D’abord, l’avertissement. L’auteur du Système Victoria et de Cendrillon avait la (fâcheuse) habitude d’user d’un Je très personnel, se mettant en scène, de façon plutôt lourde, s’adonnant à l’autofiction et jouant avec les frontières du vrai. Lorsqu’on ouvre son plus récent opus, c’est ce même Je qu’on retrouve, juste assez présent pour faire grincer les dents. Il faut dire que l’ouverture de ce bouquin a cela de particulier : on y découvre un Éric Reinhardt fasciné par la lecture d’une lettre envoyée par une lectrice admirative qu’il rencontrera à deux reprises.

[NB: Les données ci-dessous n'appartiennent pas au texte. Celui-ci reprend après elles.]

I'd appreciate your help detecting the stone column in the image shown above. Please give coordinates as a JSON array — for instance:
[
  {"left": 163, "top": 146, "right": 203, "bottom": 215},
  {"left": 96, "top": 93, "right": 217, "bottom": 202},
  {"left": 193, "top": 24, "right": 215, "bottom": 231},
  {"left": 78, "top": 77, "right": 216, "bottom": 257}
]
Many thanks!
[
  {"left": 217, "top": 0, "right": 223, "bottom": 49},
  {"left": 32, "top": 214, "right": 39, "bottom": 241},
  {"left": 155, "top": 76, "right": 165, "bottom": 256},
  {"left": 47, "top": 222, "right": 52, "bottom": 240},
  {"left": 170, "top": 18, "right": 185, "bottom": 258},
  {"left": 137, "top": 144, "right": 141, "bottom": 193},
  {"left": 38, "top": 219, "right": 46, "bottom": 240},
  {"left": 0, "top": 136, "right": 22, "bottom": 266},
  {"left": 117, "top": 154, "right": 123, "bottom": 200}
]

Vous comprenez là mon agacement, un livre s’ouvrant sur un auteur se mettant lui-même en scène avec une lectrice en pâmoison devant l’œuvre de l’auteur qui a écrit les mêmes lignes que vous êtes en train de lire. Et pourtant. Dès le deuxième chapitre, le Je cède sa place au Elle, à cette lectrice, Bénédicte Ombredanne. Elle décline rapidement sa vie en trois axes : enseignante de français, mère de deux enfants, épouse d’un harceleur psychologique. Avec une écriture somptueuse, Reinhardt tentera de cerner et de romancer la vie de cette prisonnière du quotidien, où le malheur conjugal n’est que prémices d’un drame bien plus grand, une désillusion totale.

Au fil de la lecture, des ponts ne cesseront de s’ériger entre ce roman et le classique du XIXe siècle de Flaubert. Bien que Charles Bovary soit un bien meilleur mari que ne le sera jamais celui de Bénédicte, les deux héroïnes se rejoignent plutôt dans la désillusion qui les consume que dans la quête de liberté qui les motive. Et, au-delà de ce rapprochement entre leurs protagonistes, c’est aussi la comparaison entre les auteurs qui est digne d’intérêt. Tout comme chez Flaubert, on sent dans l’œuvre de Reinhardt une volonté de croire en la littérature, en l’art; une volonté d’y trouver un pouvoir émancipateur, un salut, une nécessité. Bien que stylistiquement éloignés du réalisme à la Flaubert, le lyrisme et le travail de Reinhardt s’inscrivent dans la même ambition de faire de la littérature comme quelque chose de grand, comme un remède contre la désillusion ayant consommé son personnage, tout comme elle consomma Emma Bovary. Des mots qui sonnent, des phrases aux envolées porteuses, des héroïnes qui marquent… ces outils sont-ils suffisants pour lutter contre un certain désenchantement du monde? Je ne saurais dire. Et pourtant, il s’agit peut-être ici de notre dernier rempart.